Saya kira fragmen-fragmen yang mewarnai pengabdian kawan-kawan, senior-senior dan adek-adek di seluruh pojok Indonesaia sangat berharga untuk diwartakan pada khalayak ramai. Pada masyarakat awam kita perlu menujukkan, bahwa begini loh kehidupan dokter diluar sana. Tidak selalu mudah. Di pelosok terpencil, mereka berjuang melayani si sakit dengan seluruh keterbatasan fasilitas dan tenaga. Kadang tempatnya tak ada listrik. Susah air bersih. Gaji datang tidak teratur. Mereka meninggalkan keluarga di tempat yang jauh. Belum lagi ancaman penyakit yang bisa setiap saat merenggut nyawa mereka. Seperti yang dialami oleh saudara kita almarhum dokter Danny Elya yang nyawanya direnggut malaria di Papua sana.

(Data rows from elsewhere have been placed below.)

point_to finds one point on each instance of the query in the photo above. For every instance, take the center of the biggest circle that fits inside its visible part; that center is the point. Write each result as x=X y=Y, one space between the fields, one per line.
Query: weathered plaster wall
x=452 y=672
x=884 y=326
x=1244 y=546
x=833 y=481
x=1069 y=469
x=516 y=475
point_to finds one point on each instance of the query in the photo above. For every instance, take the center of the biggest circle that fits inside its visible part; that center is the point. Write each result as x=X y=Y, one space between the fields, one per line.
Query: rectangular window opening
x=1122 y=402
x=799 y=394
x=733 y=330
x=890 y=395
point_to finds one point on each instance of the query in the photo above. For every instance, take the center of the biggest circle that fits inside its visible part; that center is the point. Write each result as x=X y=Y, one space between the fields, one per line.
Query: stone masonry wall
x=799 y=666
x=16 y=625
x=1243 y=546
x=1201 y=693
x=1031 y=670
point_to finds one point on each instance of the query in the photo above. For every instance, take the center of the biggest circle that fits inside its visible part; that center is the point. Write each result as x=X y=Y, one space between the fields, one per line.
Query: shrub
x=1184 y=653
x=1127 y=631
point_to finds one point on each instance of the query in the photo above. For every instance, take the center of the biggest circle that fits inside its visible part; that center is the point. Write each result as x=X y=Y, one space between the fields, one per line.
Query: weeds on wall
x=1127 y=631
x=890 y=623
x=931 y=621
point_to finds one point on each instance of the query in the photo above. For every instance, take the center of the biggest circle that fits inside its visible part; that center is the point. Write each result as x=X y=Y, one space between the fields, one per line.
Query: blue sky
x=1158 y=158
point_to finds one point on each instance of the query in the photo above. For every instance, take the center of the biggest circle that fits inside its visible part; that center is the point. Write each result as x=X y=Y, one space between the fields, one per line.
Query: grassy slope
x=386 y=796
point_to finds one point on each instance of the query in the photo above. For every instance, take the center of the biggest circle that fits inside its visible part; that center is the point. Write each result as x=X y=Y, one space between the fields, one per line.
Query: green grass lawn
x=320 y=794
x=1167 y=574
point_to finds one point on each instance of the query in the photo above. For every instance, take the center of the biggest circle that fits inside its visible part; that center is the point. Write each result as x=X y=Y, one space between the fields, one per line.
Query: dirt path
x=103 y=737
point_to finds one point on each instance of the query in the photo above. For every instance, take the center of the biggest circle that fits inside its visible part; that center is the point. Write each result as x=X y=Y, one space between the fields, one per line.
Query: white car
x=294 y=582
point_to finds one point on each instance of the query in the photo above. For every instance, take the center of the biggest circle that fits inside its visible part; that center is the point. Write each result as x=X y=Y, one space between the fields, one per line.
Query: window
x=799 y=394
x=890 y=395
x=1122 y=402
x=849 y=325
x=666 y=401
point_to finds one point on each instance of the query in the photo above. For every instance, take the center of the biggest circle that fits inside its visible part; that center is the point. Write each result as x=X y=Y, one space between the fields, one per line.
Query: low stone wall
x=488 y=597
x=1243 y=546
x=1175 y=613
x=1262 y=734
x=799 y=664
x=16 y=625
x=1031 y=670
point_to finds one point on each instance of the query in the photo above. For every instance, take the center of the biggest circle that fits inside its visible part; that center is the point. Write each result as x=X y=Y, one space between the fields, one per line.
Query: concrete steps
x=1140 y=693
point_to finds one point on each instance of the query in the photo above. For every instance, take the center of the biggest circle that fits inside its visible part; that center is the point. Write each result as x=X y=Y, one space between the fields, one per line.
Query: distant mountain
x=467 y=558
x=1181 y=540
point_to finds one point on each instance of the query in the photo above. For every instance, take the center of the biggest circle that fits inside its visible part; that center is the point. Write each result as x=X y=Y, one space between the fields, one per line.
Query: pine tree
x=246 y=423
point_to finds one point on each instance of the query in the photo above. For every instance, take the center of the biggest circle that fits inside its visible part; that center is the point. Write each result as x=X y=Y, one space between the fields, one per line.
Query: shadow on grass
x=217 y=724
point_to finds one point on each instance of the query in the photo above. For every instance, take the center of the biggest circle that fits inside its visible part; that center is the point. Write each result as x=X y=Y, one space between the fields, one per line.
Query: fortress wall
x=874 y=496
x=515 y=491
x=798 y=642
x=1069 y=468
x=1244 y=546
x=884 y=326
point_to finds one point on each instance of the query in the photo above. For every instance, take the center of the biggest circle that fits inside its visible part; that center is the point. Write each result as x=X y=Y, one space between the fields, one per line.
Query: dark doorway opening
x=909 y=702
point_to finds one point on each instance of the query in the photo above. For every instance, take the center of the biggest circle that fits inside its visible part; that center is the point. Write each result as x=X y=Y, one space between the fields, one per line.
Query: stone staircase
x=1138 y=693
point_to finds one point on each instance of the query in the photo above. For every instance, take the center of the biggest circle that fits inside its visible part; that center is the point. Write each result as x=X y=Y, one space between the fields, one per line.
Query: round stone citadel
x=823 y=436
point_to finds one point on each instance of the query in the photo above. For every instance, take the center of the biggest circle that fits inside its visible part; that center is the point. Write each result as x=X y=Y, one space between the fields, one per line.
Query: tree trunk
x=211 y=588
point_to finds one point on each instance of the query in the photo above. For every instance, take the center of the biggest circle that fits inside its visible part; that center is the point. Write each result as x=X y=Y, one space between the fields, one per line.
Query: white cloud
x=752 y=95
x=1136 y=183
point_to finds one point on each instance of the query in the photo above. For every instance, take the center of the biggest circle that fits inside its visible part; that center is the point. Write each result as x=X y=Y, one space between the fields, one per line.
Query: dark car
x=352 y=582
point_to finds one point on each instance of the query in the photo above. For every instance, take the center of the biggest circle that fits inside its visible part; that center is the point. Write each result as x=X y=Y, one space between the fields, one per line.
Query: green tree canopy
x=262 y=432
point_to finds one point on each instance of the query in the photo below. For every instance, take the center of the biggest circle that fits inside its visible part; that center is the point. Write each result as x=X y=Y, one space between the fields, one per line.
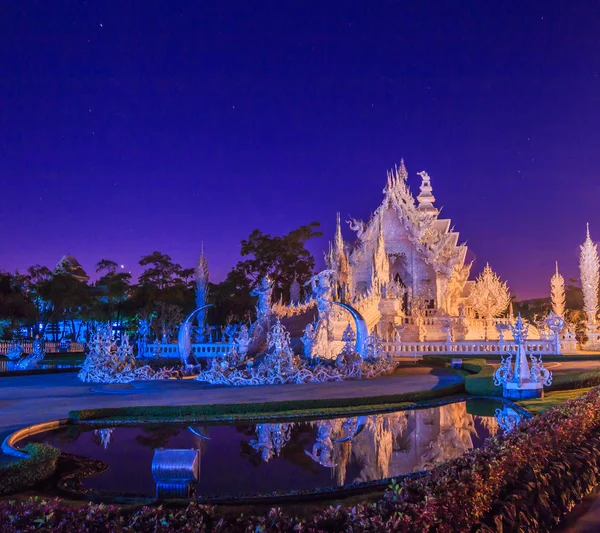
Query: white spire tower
x=589 y=269
x=557 y=293
x=426 y=197
x=201 y=286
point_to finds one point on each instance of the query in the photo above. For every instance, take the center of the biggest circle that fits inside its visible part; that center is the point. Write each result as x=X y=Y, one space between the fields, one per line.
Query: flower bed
x=524 y=481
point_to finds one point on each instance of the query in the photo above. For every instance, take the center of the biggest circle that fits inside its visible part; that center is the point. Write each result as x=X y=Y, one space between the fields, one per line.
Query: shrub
x=24 y=473
x=524 y=481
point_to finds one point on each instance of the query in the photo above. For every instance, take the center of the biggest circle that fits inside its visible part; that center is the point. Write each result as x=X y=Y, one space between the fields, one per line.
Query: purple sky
x=127 y=128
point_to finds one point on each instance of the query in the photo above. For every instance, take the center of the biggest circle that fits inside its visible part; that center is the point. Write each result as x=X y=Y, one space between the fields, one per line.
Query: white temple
x=406 y=272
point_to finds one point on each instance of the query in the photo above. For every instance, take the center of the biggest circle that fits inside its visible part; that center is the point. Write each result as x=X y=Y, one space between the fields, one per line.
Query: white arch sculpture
x=362 y=332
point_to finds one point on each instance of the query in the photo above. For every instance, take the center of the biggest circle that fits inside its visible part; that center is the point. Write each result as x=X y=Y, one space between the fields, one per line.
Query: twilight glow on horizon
x=129 y=128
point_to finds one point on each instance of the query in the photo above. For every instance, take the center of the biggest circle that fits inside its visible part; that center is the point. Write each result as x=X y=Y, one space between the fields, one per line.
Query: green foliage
x=25 y=473
x=196 y=412
x=480 y=380
x=283 y=259
x=550 y=400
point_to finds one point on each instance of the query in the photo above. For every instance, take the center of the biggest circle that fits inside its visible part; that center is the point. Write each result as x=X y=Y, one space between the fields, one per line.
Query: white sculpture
x=201 y=275
x=519 y=381
x=557 y=293
x=279 y=365
x=556 y=324
x=308 y=339
x=589 y=268
x=15 y=351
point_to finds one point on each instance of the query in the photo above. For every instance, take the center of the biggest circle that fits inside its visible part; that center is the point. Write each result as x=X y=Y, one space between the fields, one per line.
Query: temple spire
x=426 y=197
x=338 y=242
x=402 y=172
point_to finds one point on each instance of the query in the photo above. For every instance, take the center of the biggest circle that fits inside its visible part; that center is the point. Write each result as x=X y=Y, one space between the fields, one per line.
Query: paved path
x=567 y=366
x=30 y=400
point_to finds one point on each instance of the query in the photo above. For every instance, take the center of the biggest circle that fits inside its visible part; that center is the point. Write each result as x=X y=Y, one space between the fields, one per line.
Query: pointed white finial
x=426 y=197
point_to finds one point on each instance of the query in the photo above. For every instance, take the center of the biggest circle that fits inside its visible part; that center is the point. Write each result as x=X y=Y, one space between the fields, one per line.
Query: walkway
x=30 y=400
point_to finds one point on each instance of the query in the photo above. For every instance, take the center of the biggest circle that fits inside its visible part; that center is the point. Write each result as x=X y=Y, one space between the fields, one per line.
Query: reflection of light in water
x=271 y=438
x=507 y=418
x=105 y=436
x=175 y=471
x=323 y=448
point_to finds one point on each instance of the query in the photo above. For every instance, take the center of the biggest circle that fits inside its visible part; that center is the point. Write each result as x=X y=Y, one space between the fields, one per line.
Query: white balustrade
x=50 y=347
x=417 y=349
x=208 y=349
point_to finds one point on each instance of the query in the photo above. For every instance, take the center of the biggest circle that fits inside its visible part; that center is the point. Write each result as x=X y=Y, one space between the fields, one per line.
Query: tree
x=163 y=286
x=557 y=293
x=282 y=259
x=489 y=296
x=111 y=289
x=15 y=305
x=589 y=269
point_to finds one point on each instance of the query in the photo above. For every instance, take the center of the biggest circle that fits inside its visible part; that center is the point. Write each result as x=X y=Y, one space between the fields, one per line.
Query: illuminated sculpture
x=322 y=293
x=279 y=365
x=520 y=381
x=557 y=293
x=556 y=324
x=15 y=351
x=589 y=268
x=109 y=362
x=143 y=334
x=35 y=357
x=406 y=268
x=184 y=336
x=258 y=331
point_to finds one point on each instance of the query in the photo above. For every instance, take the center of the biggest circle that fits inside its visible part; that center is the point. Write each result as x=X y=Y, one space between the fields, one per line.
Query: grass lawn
x=551 y=399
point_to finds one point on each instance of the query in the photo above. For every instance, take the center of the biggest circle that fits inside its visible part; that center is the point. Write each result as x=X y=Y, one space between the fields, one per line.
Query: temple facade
x=406 y=270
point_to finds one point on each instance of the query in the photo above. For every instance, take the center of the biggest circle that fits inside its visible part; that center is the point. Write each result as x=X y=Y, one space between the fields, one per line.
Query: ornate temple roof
x=434 y=238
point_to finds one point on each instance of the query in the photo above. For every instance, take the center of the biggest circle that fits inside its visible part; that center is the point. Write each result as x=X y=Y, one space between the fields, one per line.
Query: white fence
x=213 y=349
x=417 y=349
x=50 y=347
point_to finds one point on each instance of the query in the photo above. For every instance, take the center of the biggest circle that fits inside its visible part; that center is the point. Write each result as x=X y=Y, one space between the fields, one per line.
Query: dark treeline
x=41 y=300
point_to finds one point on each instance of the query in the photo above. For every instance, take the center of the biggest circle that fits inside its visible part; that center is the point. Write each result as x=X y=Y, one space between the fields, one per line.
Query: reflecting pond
x=219 y=460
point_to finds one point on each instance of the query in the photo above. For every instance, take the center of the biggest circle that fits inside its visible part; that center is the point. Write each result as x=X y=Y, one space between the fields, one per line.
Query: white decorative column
x=520 y=381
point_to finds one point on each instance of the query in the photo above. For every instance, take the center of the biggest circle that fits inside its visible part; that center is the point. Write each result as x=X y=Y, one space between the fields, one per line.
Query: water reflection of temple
x=373 y=447
x=393 y=444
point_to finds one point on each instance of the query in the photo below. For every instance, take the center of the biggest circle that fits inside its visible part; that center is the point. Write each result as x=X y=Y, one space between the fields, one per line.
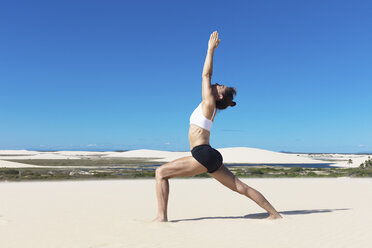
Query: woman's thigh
x=186 y=166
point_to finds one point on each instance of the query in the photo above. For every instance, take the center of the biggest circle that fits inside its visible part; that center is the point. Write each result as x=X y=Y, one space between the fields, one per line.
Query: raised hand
x=213 y=41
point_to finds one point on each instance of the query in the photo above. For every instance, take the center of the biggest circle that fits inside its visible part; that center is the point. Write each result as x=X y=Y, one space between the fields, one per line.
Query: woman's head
x=224 y=96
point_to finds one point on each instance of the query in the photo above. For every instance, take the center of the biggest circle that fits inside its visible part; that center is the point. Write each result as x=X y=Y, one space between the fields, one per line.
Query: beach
x=202 y=213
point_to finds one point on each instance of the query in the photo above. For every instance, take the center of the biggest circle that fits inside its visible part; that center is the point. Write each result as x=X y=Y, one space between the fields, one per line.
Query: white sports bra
x=197 y=118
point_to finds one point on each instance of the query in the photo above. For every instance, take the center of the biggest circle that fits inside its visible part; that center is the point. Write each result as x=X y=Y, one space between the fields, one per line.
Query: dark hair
x=227 y=99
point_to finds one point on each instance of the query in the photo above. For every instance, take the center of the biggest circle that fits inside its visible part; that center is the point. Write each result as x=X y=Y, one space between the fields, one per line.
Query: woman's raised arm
x=208 y=67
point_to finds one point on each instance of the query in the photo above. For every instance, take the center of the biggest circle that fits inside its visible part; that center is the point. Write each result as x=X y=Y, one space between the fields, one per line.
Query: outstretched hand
x=213 y=41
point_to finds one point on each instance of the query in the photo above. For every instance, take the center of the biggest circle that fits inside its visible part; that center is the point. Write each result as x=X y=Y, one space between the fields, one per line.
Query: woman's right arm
x=208 y=68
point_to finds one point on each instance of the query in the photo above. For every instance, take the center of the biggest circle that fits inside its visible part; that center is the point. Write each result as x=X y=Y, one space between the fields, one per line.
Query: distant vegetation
x=68 y=173
x=367 y=164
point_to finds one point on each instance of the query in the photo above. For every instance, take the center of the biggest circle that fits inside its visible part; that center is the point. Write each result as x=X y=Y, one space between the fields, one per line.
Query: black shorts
x=210 y=158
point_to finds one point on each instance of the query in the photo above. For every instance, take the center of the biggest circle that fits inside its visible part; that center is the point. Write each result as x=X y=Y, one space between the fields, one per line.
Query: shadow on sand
x=265 y=215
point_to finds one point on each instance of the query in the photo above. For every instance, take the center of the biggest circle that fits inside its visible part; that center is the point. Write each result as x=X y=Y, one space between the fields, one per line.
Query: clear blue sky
x=127 y=74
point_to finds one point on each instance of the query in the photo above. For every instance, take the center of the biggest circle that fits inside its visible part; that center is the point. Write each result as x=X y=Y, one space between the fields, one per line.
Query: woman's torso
x=197 y=134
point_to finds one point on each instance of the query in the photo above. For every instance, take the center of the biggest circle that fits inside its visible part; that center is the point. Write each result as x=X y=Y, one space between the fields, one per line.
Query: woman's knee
x=159 y=173
x=241 y=187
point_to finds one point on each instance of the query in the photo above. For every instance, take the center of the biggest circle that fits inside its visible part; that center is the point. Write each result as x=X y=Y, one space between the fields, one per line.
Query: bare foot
x=273 y=217
x=159 y=219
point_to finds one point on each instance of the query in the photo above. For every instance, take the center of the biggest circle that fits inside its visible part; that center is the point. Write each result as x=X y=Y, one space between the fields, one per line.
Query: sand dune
x=230 y=155
x=203 y=213
x=9 y=164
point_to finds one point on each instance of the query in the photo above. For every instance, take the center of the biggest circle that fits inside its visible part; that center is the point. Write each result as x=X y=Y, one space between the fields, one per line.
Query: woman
x=204 y=158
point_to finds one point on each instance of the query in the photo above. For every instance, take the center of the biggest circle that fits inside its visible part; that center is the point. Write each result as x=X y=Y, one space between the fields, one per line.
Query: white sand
x=9 y=164
x=230 y=155
x=107 y=214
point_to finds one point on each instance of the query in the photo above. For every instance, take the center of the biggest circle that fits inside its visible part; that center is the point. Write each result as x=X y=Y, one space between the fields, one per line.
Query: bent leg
x=224 y=176
x=186 y=166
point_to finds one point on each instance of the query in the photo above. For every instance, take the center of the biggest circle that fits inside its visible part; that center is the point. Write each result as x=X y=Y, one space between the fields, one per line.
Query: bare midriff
x=198 y=136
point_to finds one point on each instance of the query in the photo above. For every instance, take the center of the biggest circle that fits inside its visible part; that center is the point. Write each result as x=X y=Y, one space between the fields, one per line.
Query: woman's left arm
x=208 y=68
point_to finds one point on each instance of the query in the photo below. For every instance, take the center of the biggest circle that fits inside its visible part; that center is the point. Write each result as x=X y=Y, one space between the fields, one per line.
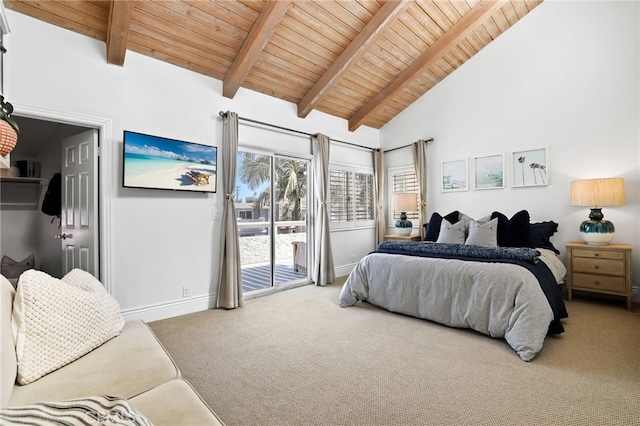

Kisah ini juga menurut saya penting untuk adik-adik mahasiswa kedokteran kita agar mereka tetap selalu terhubung dengan realitas. Ini loh dunia riil, masyarakat lengkap dengan kultur dan kebiasaannya yang suatu ketika akan mereka layani sebagai dokter. Kenyataan di dunia nyata tidaklah sesederhana dan sesunyi apa yang dituliskan dalam teksbook atau mungkin diajarkan di ruang-ruang kuliah atau laboratorium di kampus. Mereka harus belajar lebih banyak lagi melampaui hal-hal biasa yang selama ini jadi rutinitas mereka dengan juga belajar dari kehidupan. Belajar dari orang-orang yang telah mendahului mereka mengabdi dalam profesi kemanusiaan ini.

Jadi teman-teman sejawat semuanya, bersiap-siaplah menjadi kontributor. Kesepakatan awal dengan beliau-beliau diatas, silahkan kirimkan artikel teman-teman. Kita tidak ingin membatasi kisah pengabdian ini pada mereka yang PTT saja, tapi semuanya. Sempat ada yang ingin mengirim kisahnya bertugas sebagai dokter bencana atau mereka yang melanglang buana di daerah konflik. Mungkin juga ada yang ingin mengirim cerita dari tanah-tanah jauh di Afrika sana. Atau dari rig-rig sunyi ditengah samudera. Dari laboratorium yang terang benderang namun hening. Dari penjara atau dari tempat rehabilitasi pecandu narkoba. Dari rumah sakit atau dari kampus. Dan lain sebagainya. Pokoknya ditunggu kisahnya.

Saat ini sedang dirancang semacam “official leaflet” tentang kemana nanti tulisan itu dikirimkan. Mungkin juga tenggat waktu agar  editor bisa merapikan draftnya, selain itu agar bisa dicetak dan dilaunching tepat pada momen spesial, mungkin Dies Natalis atau juga PIB. So don’t miss it.